My Things – Your Junk
Becoming home free is a lot like mature people starting a new marriage. It boils down to what we do with your junk and my THINGS. The minute we decided to disengage ourselves from most of our possessions so we could spend all of our time traveling, the elimination process began.
Before listing the house we needed to strip it of unnecessary items so the buyers could imagine their own treasures in place. Daughters scooped up most of the silver serving pieces I’d been dragging around since the ’60’s, plus my southern mother’s gorgeous old pieces and Havilland china.
Tim lovingly wrapped his grandmother’s collection of curious salt and pepper shakers and shipped them away to another daughter. Packing and sending his vast collection of music cd’s to the same lucky offspring made his lower lip quiver. Bric-a-brac was collected, binned, and banished to a rented storage space to be retrieved and dispatched in a garage sale later.
We worked quickly, got the place listed, and sold it in a day. It was shocking and terrifying. We weren’t emotionally prepared for such a breathtaking start toward our new life.
Now the real sorting began: children spoke up for most of the large pieces and antiques, the buyer’s inspector bought my lovely old dressers and the realtor scooped up the big leather sectional. The dining room furniture went the way of Craig’s list and we were feeling pretty cocky about the whole thing.
But we were still left with 10,000 other decisions. Clothes, for instance. What do you do with a mid-calf, honey-colored, bias-cut suede skirt that weighs 30 pounds? How about Tim’s elegant cashmere overcoat – perfect for a living in Manhattan for an exciting year long ago but pretty useless in Ishmir. The clothes sorting job has dragged on for weeks.
We moved a lot in the last few years, looking for the place we’d feel really at home forever, which doesn’t seem to exist on this planet. In the process we left a trail of books all over the United States. Several libraries are still gloating over the gems they’ve inherited and each of our moves has included a free-to-our-friends open house with stacks of interesting things on offer. But THIS time we had to get serious. Tim winced as he let his huge collection of crime novels leave the roost and I culled, once again, a wide ranging collection of cookbooks, refusing to part with the classics like Julia, the Silver Palate dames, Larousse, Joy, and Peg Bracken’s original “I Hate to Cook” from the 60’s.
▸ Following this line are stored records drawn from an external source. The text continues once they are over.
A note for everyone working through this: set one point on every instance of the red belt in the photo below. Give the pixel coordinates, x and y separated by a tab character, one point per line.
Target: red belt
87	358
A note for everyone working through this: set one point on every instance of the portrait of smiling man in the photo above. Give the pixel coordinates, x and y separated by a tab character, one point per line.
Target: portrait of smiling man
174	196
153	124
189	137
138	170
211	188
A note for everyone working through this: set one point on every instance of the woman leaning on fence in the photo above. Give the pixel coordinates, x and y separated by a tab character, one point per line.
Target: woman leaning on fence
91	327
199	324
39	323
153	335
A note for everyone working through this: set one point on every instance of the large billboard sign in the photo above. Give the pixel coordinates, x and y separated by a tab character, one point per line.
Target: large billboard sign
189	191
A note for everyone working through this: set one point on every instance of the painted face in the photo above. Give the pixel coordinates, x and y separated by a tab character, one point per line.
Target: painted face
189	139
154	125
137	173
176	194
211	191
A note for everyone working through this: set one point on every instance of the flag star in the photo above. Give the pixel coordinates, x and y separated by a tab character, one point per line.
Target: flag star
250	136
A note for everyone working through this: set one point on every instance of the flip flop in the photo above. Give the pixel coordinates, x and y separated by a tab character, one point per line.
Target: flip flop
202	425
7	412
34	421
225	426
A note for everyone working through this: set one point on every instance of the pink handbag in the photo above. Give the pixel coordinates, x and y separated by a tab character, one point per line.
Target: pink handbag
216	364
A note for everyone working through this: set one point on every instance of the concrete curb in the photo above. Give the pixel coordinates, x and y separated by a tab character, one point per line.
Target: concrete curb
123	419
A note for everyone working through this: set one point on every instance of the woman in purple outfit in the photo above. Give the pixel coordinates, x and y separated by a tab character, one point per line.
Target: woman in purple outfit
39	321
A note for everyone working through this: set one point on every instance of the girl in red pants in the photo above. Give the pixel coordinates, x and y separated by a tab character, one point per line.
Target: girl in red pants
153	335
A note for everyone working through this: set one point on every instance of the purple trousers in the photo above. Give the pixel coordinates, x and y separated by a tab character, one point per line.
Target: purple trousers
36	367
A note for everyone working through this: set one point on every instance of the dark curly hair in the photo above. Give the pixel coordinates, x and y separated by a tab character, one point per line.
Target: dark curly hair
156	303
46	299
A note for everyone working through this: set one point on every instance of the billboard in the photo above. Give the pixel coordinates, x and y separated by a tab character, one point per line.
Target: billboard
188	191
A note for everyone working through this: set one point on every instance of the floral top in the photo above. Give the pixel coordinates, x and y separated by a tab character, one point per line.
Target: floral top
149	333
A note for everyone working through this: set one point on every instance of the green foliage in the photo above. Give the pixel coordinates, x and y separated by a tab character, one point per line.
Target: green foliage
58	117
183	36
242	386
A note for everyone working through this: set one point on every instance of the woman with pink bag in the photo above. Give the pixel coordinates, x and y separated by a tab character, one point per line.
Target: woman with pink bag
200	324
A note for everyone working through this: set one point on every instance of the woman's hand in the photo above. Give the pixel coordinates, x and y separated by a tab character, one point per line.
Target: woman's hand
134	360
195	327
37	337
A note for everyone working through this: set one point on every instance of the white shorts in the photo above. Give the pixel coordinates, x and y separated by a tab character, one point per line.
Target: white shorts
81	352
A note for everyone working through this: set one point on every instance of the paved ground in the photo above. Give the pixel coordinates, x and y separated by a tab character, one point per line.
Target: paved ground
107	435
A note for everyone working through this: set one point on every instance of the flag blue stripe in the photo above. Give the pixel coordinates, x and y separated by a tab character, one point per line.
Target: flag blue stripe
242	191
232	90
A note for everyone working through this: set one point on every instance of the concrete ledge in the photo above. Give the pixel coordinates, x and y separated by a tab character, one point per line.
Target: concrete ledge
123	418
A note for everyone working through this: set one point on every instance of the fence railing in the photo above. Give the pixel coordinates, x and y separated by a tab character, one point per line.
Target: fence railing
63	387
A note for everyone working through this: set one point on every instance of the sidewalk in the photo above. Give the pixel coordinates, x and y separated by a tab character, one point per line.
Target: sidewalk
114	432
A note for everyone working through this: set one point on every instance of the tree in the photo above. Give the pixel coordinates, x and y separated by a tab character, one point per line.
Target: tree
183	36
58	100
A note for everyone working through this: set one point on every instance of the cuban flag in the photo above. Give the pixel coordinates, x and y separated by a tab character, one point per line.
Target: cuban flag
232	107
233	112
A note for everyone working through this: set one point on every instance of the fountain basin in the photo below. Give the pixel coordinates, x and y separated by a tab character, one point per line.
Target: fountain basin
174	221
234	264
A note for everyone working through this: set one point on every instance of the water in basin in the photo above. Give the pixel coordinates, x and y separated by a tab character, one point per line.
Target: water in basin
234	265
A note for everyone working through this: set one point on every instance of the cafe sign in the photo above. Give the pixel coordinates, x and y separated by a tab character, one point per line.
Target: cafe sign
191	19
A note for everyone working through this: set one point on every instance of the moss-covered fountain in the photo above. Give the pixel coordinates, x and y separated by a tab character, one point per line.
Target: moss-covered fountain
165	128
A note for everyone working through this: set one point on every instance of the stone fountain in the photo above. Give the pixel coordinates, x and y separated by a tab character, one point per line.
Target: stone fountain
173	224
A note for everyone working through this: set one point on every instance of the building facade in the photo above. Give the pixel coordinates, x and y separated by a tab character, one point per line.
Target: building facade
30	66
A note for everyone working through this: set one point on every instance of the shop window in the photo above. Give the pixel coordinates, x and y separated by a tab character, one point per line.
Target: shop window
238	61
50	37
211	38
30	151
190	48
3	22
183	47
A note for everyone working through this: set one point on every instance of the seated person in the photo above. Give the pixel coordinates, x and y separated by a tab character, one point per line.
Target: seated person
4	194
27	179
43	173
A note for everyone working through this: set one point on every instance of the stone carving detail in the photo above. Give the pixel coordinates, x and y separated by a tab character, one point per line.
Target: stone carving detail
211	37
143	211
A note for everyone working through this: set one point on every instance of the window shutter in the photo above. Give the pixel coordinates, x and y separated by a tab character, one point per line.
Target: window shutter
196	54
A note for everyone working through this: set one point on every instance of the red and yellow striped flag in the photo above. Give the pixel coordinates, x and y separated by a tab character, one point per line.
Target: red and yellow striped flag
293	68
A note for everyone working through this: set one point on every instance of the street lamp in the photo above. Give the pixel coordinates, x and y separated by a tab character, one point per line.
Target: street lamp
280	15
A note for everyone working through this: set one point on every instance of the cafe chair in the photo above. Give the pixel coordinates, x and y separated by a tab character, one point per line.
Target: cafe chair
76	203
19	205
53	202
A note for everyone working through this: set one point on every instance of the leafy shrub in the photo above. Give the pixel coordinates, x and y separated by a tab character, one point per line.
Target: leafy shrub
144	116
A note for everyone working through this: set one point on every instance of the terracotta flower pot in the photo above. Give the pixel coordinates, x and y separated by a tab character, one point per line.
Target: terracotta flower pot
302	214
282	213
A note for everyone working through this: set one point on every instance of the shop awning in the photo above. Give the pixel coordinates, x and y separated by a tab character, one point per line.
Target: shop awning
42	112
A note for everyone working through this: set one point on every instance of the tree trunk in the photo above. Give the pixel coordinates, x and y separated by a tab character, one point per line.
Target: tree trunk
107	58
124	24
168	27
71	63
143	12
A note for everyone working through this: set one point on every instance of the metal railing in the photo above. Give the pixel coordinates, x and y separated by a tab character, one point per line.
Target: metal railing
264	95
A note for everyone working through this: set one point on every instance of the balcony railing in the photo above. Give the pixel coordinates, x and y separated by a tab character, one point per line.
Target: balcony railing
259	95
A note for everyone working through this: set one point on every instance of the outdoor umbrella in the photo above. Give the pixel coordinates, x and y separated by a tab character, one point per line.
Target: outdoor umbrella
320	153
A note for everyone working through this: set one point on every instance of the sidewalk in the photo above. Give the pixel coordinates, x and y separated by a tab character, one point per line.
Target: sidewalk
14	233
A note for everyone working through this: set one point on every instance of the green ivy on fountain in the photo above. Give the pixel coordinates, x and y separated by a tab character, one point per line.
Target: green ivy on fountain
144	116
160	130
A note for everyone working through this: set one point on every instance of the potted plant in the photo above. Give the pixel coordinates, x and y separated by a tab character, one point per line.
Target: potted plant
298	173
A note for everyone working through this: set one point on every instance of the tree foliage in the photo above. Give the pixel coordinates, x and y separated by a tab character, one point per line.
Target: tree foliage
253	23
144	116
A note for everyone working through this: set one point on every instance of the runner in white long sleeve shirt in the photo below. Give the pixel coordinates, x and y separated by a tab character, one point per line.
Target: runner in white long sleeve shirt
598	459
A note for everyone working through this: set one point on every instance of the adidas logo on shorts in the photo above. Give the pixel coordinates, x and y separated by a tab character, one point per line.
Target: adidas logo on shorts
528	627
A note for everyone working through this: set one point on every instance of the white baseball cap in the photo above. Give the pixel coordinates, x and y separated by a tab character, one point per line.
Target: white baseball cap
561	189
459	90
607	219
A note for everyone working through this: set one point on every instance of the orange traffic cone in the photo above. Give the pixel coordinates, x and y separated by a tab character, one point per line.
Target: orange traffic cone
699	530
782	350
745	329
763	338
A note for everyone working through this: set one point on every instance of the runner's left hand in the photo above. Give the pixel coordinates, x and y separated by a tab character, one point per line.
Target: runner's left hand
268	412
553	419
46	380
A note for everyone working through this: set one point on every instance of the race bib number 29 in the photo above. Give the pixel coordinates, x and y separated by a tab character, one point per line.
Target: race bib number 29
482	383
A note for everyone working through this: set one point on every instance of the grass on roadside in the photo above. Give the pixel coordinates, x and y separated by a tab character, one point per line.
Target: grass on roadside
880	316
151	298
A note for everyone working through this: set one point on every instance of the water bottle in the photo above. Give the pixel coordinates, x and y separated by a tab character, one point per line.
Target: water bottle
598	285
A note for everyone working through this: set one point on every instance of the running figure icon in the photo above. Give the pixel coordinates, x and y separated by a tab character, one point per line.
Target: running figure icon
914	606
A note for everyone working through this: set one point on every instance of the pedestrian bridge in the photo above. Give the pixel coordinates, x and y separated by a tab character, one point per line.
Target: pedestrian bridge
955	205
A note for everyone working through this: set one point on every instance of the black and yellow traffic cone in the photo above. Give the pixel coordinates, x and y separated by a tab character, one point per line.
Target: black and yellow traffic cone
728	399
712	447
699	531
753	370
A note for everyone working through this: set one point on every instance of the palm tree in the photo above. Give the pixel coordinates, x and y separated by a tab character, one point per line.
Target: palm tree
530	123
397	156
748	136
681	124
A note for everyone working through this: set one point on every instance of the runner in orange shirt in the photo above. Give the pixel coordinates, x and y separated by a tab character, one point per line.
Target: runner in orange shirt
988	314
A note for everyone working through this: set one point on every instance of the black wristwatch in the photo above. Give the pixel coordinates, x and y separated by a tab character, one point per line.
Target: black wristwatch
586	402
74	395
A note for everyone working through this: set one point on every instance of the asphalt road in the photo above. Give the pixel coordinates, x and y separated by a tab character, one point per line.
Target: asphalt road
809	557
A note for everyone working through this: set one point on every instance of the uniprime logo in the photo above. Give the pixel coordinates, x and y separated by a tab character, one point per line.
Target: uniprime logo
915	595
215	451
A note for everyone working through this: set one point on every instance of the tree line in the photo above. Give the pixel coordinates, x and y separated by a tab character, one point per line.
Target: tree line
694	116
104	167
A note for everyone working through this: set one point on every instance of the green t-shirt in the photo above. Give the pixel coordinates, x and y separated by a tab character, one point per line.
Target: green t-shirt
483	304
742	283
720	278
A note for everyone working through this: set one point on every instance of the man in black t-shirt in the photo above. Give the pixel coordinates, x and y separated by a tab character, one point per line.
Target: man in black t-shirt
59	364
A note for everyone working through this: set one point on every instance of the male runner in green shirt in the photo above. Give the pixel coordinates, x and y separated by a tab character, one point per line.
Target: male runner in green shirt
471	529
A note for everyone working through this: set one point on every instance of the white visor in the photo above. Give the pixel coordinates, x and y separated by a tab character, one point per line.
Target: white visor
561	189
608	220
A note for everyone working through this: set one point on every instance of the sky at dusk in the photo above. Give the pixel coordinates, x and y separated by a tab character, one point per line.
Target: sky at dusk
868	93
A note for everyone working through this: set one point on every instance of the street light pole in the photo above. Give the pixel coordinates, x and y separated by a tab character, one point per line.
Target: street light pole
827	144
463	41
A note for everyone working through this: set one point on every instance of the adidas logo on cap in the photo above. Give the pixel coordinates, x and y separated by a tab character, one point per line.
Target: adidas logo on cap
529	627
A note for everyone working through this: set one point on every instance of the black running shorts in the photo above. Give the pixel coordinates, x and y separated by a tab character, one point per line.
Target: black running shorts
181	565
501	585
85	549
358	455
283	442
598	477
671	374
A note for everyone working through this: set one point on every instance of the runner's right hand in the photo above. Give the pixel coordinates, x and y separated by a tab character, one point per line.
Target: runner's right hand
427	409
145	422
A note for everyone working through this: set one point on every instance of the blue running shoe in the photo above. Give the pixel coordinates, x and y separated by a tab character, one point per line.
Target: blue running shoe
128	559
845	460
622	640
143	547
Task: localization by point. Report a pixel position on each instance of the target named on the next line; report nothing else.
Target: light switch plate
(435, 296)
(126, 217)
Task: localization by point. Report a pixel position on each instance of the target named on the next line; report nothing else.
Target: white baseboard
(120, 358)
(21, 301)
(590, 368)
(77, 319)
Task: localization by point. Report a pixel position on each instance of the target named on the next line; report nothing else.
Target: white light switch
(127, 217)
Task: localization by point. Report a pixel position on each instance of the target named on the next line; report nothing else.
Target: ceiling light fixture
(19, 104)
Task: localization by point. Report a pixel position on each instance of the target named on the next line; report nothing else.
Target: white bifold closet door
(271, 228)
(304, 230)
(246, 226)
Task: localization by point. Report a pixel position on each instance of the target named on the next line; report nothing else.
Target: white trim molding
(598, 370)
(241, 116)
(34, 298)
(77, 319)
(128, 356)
Happily we discovered that some of the old tomes we’ve been toting are valuable in a meaningful way and a friend in San Francisco has agreed to include them in his on-line book sales operation. Another sixty volumes out of our sight! Of course, we will be forced to make a trip to San Francisco to deliver them. Poor us.
Then there are photos, family videos and films. Can’t throw them away, don’t want to store them and can’t persuade children to take them in their current iterations.
So I bought a photo scanner and have been laboring over several lifetimes of photos…mine, my childrens’, my parents’, and Tim’s. I may never finish, but I try every day to chip away at it. The trouble is that each image requires its own brief memory jolt, which is exhausting. There are more sighs than laughs involved in the enterprise.
I found a fellow on Craig’s list to transfer videos films to DVDs. It’s a great idea to preserve those things in a format which will endure and doesn’t take up much space, but of course it required looking through each one, which was a tedious, entertaining and sometimes unsettling three day project.
So here we are – half in, half out. Documents to be signed on Monday, all inspections and repairs behind us, and a neighborhood garage sale looming. Will we ever see that sweet apartment in Buenos Aires?
Thank you! Getting down to the short strokes now.
Happy to see this up and running. Good job!